While manufacturers have managed to remove most of it, the “notch” still persists. Some manufacturers have adopted a water drop type notch(my personal favourite), and there have been a couple of phones with a hole-punch display. While most of the sensors that usually occupy the bezels(such as proximity sensor, speaker, mic) have been moved to the very edge, the camera still remains an obstacle. Some smartphones seem to have adopted a popup camera as a temporary solution, but a more elegant solution is still under works. An under-display camera have been teased by the likes of Xiaomi and we may see a phone with something like that in this decade.

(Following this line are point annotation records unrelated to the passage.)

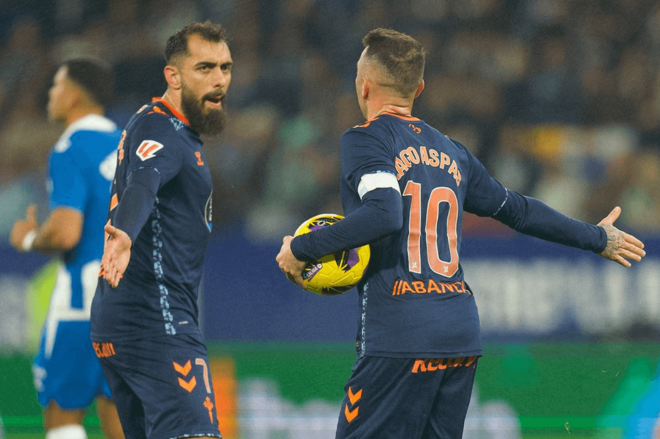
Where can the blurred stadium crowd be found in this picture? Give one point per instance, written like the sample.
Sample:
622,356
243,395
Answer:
559,98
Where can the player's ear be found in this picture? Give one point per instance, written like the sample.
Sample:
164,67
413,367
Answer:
172,76
419,89
366,86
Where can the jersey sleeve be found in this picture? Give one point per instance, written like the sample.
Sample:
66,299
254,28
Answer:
364,153
68,188
154,144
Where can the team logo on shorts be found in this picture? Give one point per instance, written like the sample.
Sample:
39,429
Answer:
147,149
353,399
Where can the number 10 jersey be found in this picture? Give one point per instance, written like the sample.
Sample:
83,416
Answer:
414,301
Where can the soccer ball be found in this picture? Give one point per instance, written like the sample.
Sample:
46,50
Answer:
335,273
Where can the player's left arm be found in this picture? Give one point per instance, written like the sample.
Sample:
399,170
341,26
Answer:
62,229
60,232
533,217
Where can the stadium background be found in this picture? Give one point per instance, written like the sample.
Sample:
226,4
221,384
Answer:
559,98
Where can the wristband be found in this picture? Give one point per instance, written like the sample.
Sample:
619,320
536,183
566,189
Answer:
28,240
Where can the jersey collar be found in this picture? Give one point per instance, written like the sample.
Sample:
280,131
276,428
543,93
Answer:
176,114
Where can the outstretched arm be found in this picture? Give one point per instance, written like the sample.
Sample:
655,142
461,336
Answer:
620,245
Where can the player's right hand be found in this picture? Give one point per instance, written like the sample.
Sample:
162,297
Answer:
116,254
620,245
289,264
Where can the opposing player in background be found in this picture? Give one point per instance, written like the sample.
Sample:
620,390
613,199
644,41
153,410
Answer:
81,165
404,188
144,315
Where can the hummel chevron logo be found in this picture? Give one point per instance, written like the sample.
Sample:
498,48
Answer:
148,148
184,370
353,398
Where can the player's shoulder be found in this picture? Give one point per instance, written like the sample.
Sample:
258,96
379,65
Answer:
155,118
90,129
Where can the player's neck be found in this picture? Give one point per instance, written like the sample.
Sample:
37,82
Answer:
404,110
172,101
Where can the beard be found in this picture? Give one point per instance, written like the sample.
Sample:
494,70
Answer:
209,122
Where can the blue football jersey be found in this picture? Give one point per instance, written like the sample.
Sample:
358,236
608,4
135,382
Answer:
414,300
158,292
80,170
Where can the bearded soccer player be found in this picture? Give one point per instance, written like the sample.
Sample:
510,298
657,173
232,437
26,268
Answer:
145,325
404,188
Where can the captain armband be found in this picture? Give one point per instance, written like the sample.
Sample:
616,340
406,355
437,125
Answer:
377,180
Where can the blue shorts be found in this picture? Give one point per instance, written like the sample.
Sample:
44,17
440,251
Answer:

In display fingerprint sensor
While I love seeing new technology, this is something I find really pointless. I can’t find a good enough reason to put a half baked technology on smartphones when a perfectly functioning alternative is readily available. Under display fingerprints are not very smooth as of now. Yes, they work most of the time, but its really not as good as the regular fingerprint sensors. And if it’s about the convenience of taking out the phone from the pocket by the edges and unlocking it at the same time, you can simply put the fingerprint sensor below on the backside. But I’m guessing that the under-display fingerprint is here to stay and I can only hope that it becomes better.
This is one area where I wish real innovation will happen. Even though battery life has improved over the years, this is not entirely due to improvements in battery technology. Battery capacity has remained fairly constant(exceptions exist), even though software optimization has made phones more efficient and charges last for a day and a half. Most of the innovation in battery technology has been in fast charging. There are phones that get almost completely charged in around 30 mins now.
A promising development is the arrival of graphene batteries. Compared to lithium-ion batteries, graphene generates way less heat while charging, and the generated heat is evenly dispersed. This allows for faster charging. Graphene batteries can also hold higher amounts of charge per weight compared to lithium-ion batteries – translation: higher capacity batteries. Once graphene batteries can be mass-produced, they could become more mainstream. If you wanna rush ahead, a company called real graphene is already producing graphene power banks. And the results look great. Their base model is capable of charging using a 60W charger and can be used to charge 3 devices at 50W. The power bank is also capable of charging devices wirelessly. The 10,000 mAh battery gets fully charged in 55 mins. And it’s not too expensive either.
Computational photography has been around for some time. While most companies add more and more camera sensors to their phones, Google’s Pixel phones beat all the other smartphone cameras using this trick. While computational photography has been around for some time in the form of beauty filters and AI selfies, Pixel’s astrophotography mode took that to a whole new level.
Traditionally taking a good picture of the night sky using your phone was close to impossible. And even then it involved setting up your camera on a tripod, manually adjusting the exposure time and hope that moving clouds won’t mess up the pic. The astrophotography mode simplifies this whole process, leaving most of the process to the computer. While using the mode, the phone takes a series of photos, with exposure times up to 16 seconds and combines them to form an image. Yeah, the software can do a lot more than making you look pretty in your selfies.
The smartphone industry has undergone a series of rapid changes. I remember the initial days when smartphones were just coming up and a preliminary question upon seeing a smartphone as if it has a good touchscreen. But these days, it really looks like all manufacturers are just adding more RAM and putting in the latest chip. And of course, more camera sensors. I would love to see some innovation in this decade.